The Pushmi-pullyu of Internet Freedom in Russia

Last week, the AGORA Association gave the world its annual gift of an overview of the state of internet freedom in Russia: read it in full here.

A quote from Pope Francis -- "Internet is a Gift from God" -- sets the tone for the report by the Kazan-based interregional human rights group that mostly consists of lawyers who are representing the 'who's who' of Russian dissent these days: Navalny the Blogger, Pussy Riot art collective, the "Bolotnaya square" prisoners, and many more. The Internet freedom report is a special treat from AGORA, which has been monitoring the rights of Russian Internet users for eight years now.

The Russian government has shown a strong commitment to making the Internet faster and cheaper, unfortunately they also have a few ideas about making it "better." That leads to problems. Many problems. With more than a half million new domain names registered in the Runet (Russian+Internet) and a healthy 14 percent growth in the number of daily users, the Internet is destined to defeat television as Russia's primary source of information.

The TV is largely state-controlled and a great source of pride & power for the Kremlin while Internet users are roaming free, venting their dissatisfaction and reading all sorts of questionable stuff that could be burned, banned, and forgotten if a copy of it appeared in your local library in, say, Novosibirsk. Which means it's on for the government. So AGORA warns you outright that "the situation with the Internet freedom in Russia worsened significantly during the past year."

Last year, AGORA talked about Russia as a global threat to Internet freedom. It appears Edward Snowden's revelations have adjusted the Internet freedom-fighters' thinking a bit, as now "not only Russia or China endeavor to establish a total control of the information flows but democratic governments too do not mind keeping track of their citizens."

So if Russia’s not the global worm eating the spirit of Internet on the inside of the tubes, what has the Kremlin been up to in 2013?

The city of Moscow continues its dominance in the sad regional scorecard, but the murder case comes from the North Caucasus, to nobody’s surprise.

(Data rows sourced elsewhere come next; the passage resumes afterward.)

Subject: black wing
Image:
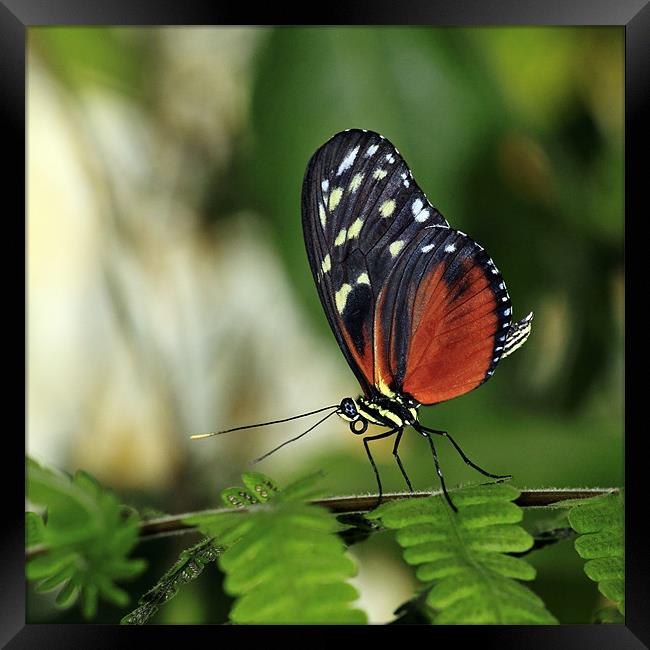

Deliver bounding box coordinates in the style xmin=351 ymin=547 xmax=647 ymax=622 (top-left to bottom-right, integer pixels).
xmin=302 ymin=129 xmax=449 ymax=395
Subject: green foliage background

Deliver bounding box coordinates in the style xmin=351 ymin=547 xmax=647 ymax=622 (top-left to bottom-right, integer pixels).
xmin=29 ymin=27 xmax=624 ymax=623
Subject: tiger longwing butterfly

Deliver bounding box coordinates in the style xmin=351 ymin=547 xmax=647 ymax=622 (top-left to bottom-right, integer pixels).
xmin=302 ymin=129 xmax=533 ymax=509
xmin=192 ymin=129 xmax=533 ymax=510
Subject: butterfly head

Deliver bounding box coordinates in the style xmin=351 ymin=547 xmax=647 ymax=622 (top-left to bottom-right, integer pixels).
xmin=337 ymin=397 xmax=368 ymax=435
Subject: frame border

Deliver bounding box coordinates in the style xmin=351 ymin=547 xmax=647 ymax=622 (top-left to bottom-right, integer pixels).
xmin=7 ymin=0 xmax=650 ymax=650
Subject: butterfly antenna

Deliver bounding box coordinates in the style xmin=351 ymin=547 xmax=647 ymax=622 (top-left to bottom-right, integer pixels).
xmin=190 ymin=404 xmax=339 ymax=440
xmin=249 ymin=406 xmax=339 ymax=465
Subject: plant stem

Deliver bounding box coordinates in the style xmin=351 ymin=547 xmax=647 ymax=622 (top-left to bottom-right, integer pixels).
xmin=25 ymin=488 xmax=618 ymax=560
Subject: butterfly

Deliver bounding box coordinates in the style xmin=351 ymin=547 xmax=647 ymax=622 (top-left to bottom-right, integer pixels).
xmin=302 ymin=129 xmax=533 ymax=510
xmin=192 ymin=129 xmax=533 ymax=510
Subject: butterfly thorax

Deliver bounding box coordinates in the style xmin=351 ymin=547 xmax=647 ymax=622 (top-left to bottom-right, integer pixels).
xmin=338 ymin=394 xmax=420 ymax=434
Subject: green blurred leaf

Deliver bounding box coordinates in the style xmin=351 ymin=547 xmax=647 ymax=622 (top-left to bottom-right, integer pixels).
xmin=569 ymin=491 xmax=625 ymax=614
xmin=368 ymin=484 xmax=557 ymax=625
xmin=186 ymin=474 xmax=366 ymax=624
xmin=26 ymin=459 xmax=145 ymax=619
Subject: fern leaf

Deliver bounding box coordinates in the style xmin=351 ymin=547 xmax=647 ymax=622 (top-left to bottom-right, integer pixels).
xmin=569 ymin=493 xmax=625 ymax=614
xmin=26 ymin=459 xmax=145 ymax=618
xmin=120 ymin=538 xmax=221 ymax=625
xmin=186 ymin=474 xmax=366 ymax=624
xmin=367 ymin=484 xmax=557 ymax=625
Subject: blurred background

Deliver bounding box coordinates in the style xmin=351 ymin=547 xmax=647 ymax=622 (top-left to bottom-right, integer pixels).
xmin=27 ymin=27 xmax=624 ymax=623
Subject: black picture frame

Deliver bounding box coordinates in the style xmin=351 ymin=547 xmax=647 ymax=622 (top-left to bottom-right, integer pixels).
xmin=7 ymin=0 xmax=650 ymax=650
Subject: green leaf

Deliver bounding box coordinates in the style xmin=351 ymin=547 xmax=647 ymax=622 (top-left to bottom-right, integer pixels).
xmin=25 ymin=512 xmax=45 ymax=546
xmin=186 ymin=475 xmax=366 ymax=624
xmin=26 ymin=459 xmax=146 ymax=619
xmin=569 ymin=492 xmax=625 ymax=614
xmin=120 ymin=538 xmax=222 ymax=625
xmin=367 ymin=483 xmax=557 ymax=625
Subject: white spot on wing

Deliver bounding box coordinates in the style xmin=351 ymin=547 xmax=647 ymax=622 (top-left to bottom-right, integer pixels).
xmin=366 ymin=144 xmax=379 ymax=158
xmin=388 ymin=239 xmax=404 ymax=257
xmin=334 ymin=228 xmax=348 ymax=246
xmin=411 ymin=199 xmax=424 ymax=215
xmin=320 ymin=253 xmax=332 ymax=273
xmin=334 ymin=284 xmax=352 ymax=314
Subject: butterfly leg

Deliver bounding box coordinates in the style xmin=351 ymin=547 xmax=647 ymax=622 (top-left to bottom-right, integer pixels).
xmin=363 ymin=427 xmax=399 ymax=508
xmin=420 ymin=425 xmax=512 ymax=479
xmin=413 ymin=422 xmax=458 ymax=512
xmin=393 ymin=428 xmax=413 ymax=492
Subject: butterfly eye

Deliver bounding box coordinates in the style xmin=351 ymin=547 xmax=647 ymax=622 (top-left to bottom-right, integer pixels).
xmin=350 ymin=417 xmax=368 ymax=435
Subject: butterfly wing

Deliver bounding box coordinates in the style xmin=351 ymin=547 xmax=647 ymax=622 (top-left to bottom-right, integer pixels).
xmin=302 ymin=129 xmax=530 ymax=404
xmin=376 ymin=227 xmax=512 ymax=404
xmin=302 ymin=129 xmax=447 ymax=395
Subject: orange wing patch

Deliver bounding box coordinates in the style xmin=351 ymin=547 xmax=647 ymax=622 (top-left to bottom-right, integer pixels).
xmin=403 ymin=262 xmax=499 ymax=404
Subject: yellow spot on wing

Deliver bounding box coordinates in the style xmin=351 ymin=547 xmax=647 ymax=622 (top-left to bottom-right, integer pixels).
xmin=334 ymin=284 xmax=352 ymax=314
xmin=388 ymin=239 xmax=404 ymax=257
xmin=348 ymin=219 xmax=363 ymax=239
xmin=334 ymin=228 xmax=348 ymax=246
xmin=379 ymin=199 xmax=395 ymax=217
xmin=348 ymin=174 xmax=364 ymax=193
xmin=329 ymin=187 xmax=343 ymax=210
xmin=377 ymin=377 xmax=395 ymax=397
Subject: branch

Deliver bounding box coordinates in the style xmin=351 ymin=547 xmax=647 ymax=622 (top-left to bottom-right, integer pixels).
xmin=25 ymin=488 xmax=618 ymax=560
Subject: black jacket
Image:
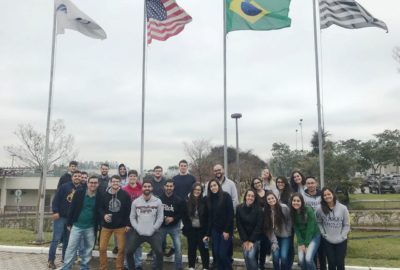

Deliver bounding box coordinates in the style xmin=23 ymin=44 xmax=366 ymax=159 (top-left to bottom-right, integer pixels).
xmin=52 ymin=182 xmax=80 ymax=218
xmin=160 ymin=193 xmax=184 ymax=227
xmin=236 ymin=202 xmax=263 ymax=243
xmin=207 ymin=191 xmax=234 ymax=236
xmin=67 ymin=188 xmax=101 ymax=233
xmin=98 ymin=188 xmax=132 ymax=229
xmin=182 ymin=197 xmax=208 ymax=235
xmin=57 ymin=172 xmax=72 ymax=190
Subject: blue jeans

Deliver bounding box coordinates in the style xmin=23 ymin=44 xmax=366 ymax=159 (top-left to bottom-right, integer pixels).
xmin=124 ymin=240 xmax=143 ymax=268
xmin=298 ymin=233 xmax=321 ymax=270
xmin=211 ymin=229 xmax=232 ymax=270
xmin=272 ymin=236 xmax=292 ymax=270
xmin=243 ymin=241 xmax=260 ymax=270
xmin=48 ymin=217 xmax=69 ymax=262
xmin=160 ymin=223 xmax=183 ymax=270
xmin=61 ymin=226 xmax=96 ymax=270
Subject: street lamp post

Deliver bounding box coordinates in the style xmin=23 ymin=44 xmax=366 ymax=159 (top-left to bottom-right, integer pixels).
xmin=231 ymin=113 xmax=242 ymax=189
xmin=299 ymin=118 xmax=304 ymax=152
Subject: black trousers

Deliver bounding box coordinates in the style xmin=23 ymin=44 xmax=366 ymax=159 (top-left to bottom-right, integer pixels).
xmin=125 ymin=229 xmax=164 ymax=270
xmin=314 ymin=235 xmax=326 ymax=270
xmin=322 ymin=239 xmax=347 ymax=270
xmin=258 ymin=234 xmax=271 ymax=269
xmin=186 ymin=228 xmax=210 ymax=269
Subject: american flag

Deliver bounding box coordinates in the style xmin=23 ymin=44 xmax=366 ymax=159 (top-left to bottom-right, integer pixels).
xmin=319 ymin=0 xmax=388 ymax=31
xmin=146 ymin=0 xmax=192 ymax=44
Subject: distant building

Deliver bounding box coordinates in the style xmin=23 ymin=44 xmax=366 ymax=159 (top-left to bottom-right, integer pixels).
xmin=0 ymin=176 xmax=60 ymax=213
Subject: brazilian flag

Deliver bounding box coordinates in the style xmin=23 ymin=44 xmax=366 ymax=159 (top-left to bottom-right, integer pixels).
xmin=225 ymin=0 xmax=291 ymax=32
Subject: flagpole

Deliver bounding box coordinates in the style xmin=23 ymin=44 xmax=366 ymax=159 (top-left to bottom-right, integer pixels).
xmin=313 ymin=0 xmax=325 ymax=188
xmin=222 ymin=0 xmax=228 ymax=177
xmin=140 ymin=0 xmax=147 ymax=183
xmin=36 ymin=2 xmax=56 ymax=242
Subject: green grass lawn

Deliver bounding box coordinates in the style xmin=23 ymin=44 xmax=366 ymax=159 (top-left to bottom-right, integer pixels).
xmin=350 ymin=193 xmax=400 ymax=201
xmin=349 ymin=194 xmax=400 ymax=210
xmin=0 ymin=228 xmax=400 ymax=267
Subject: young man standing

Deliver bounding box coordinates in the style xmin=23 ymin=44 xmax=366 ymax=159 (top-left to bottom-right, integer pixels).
xmin=160 ymin=179 xmax=183 ymax=270
xmin=209 ymin=164 xmax=239 ymax=209
xmin=151 ymin=165 xmax=166 ymax=198
xmin=172 ymin=159 xmax=196 ymax=200
xmin=118 ymin=163 xmax=129 ymax=188
xmin=99 ymin=163 xmax=111 ymax=192
xmin=125 ymin=181 xmax=164 ymax=270
xmin=98 ymin=175 xmax=131 ymax=270
xmin=47 ymin=170 xmax=81 ymax=269
xmin=81 ymin=172 xmax=89 ymax=186
xmin=123 ymin=170 xmax=143 ymax=270
xmin=57 ymin=160 xmax=78 ymax=190
xmin=62 ymin=176 xmax=100 ymax=270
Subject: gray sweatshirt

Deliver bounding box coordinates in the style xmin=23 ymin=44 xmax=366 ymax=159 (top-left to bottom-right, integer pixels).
xmin=303 ymin=189 xmax=321 ymax=211
xmin=268 ymin=203 xmax=292 ymax=243
xmin=316 ymin=201 xmax=350 ymax=244
xmin=130 ymin=195 xmax=164 ymax=236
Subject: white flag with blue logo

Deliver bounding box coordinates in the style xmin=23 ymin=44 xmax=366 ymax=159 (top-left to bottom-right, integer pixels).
xmin=55 ymin=0 xmax=107 ymax=39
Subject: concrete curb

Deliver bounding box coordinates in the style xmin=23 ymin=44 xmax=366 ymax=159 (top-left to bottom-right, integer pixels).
xmin=0 ymin=245 xmax=400 ymax=270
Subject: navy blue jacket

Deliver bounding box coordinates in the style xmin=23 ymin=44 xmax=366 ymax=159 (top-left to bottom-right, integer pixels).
xmin=52 ymin=182 xmax=80 ymax=218
xmin=172 ymin=174 xmax=196 ymax=200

After surviving an assassination attempt in January and receiving multiple death threats over the years, journalist Ahmednabi Ahmednabiyev was gunned down in the southern region of Dagestan. He was the 17th journalist killed since 1992.

Impunity reigns in the investigation of other violent crimes against web-based media journalists and Internet activists. In six cases reported by AGORA, the attackers reportedly were law enforcement personnel.

On the social networks, Russia's Facebook's brother-from-another-mother VK, or Vkontakte, continues to wave goodbye to users who are prosecuted for their posts. At least 30 criminal cases began after posts, compared to 50 in 2012. The story of Maxim Yefimov stands out: the Karelian blogger was overtly critical of the state of church-state relations in the region and had to flee Russia, seeking asylum in Estonia.

Behind these dramatic examples, there are hundreds of cases of access restrictions, cyber attacks, censorship, legislative proposals to regulate the Internet, and administrative fines to both users and providers. AGORA recorded 1,832 instances of Internet freedom restrictions last year, a remarkable rise in abuse compared to 2012’s 1,197 incidents. Here’s their break-down of the situation:


The whole lot of this may feel like apples and oranges thrown into one bucket: the one case of murder is infinitely more significant than restricting access to 2,369 users. Yet the numbers are up across the board and add up to very bad news for Russia’s growing Internet community.

In 2014, AGORA expects to see more of extrajudicial blocking of information, more and improved technical facilities for control and tracing, and new efforts to divide and conquer the Internet by keeping the users engaged in their national networks.